Volume 2, Issue 5, September 2014, Page: 76-82
Antipsychotic Medication Induced Movement Disorders: The Case of Amanuel Specialized Mental Hospital, Addis Ababa, Ethiopia
Habtamu Taye, Benishangul Gumuz Regional Health Bureau, Assosa, Ethiopia
Tadesse Awoke, Department of Epidemiology and Biostatistics, Institute of Public Health, College of Medicine and Health Science, University of Gondar, Gondar, Ethiopia
Jemal Ebrahim, Department of Psychiatry, College of Medicine and Health Sciences, Hawassa University, Hawassa, Ethiopia
Received: Oct. 10, 2014;       Accepted: Oct. 24, 2014;       Published: Oct. 30, 2014
DOI: 10.11648/j.ajpn.20140205.12      View  3838      Downloads  356
Abstract
Background: Neuroleptic-induced movement disorders constitute a worldwide problem in the treatment of schizophrenia because of the limited affordability of atypical antipsychotic drugs.

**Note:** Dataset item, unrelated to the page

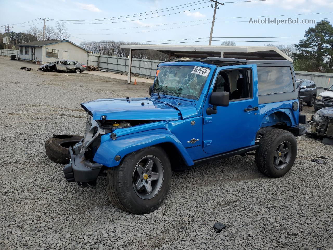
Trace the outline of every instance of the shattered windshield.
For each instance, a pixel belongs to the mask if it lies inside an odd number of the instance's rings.
[[[161,66],[156,72],[155,92],[198,100],[210,71],[197,66]]]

The observable features of acute Parkinsonism; such as limb stiffness and slowness of movement are a social and functional handicap. The same is true for the restless movements and agitation associated with acute akathisia. Tardive dyskinesia, on the other hand is a permanent condition that affects quality of life. However, very few studies have been conducted to estimate the prevalence of Neuroleptic-induced movement disorders and their associated factors among psychotic patients in Ethiopia. Thus the aim of this study was to determine the prevalence of conventional antipsychotic induced movement disorders and associated factors among psychotic patients treated at Amanuel mental specialized Hospital. Method: Hospital based cross-sectional study was conducted by using established clinical rating scales to identify cases of conventional antipsychotic-induced movement disorders in Amanuel mental specialized Hospital on a sample of 377 psychotic outpatients. Systematic random sampling method was employed to select subjects. Logistic regression was used for comparison of the subjects with and without Neuroleptic-induced movement disorders. Results: the prevalence of Neuroleptic-induced movement disorders, namely; neuroleptic-induced Parkinsonism, neuroleptic-induced Akathisia and neuroleptic-induced tardive dyskinesia were found to be 46.4%, 28.6% and 11.9% respectively. Khat (Catha Edulis) use, AOR=1.93, 95%CI: 1.01-3.66, was factors remained to be associated with the presence of NIA. Alcohol use, AOR = 3.25, 95%CI: 1.04-10.16, was associated with TD. Being on chlorpromazine equivalent dose range of >=400mg/day, AOR =4.32, 95%CI: 2.25-8.30, AOR = 3.677, 95%CI: 1.807-7.482, AOR=4.157, 95%CI: 1.165-14.834 were associated with Parkinsonism, Akathisia and TD respectively. Conclusions and Recommendation: Considerable number of patients with psychotic disorders suffered from a conventional antipsychotic -induced movement disorder. Khat, alcohol and high dose of drugs were found to be associated with conventional antipsychotic Induced movement disorders. Designing treatment guideline, increasing availability of drugs with minimal side effects and psycho-education for patients and their family is essential to reduce these devastating side effects.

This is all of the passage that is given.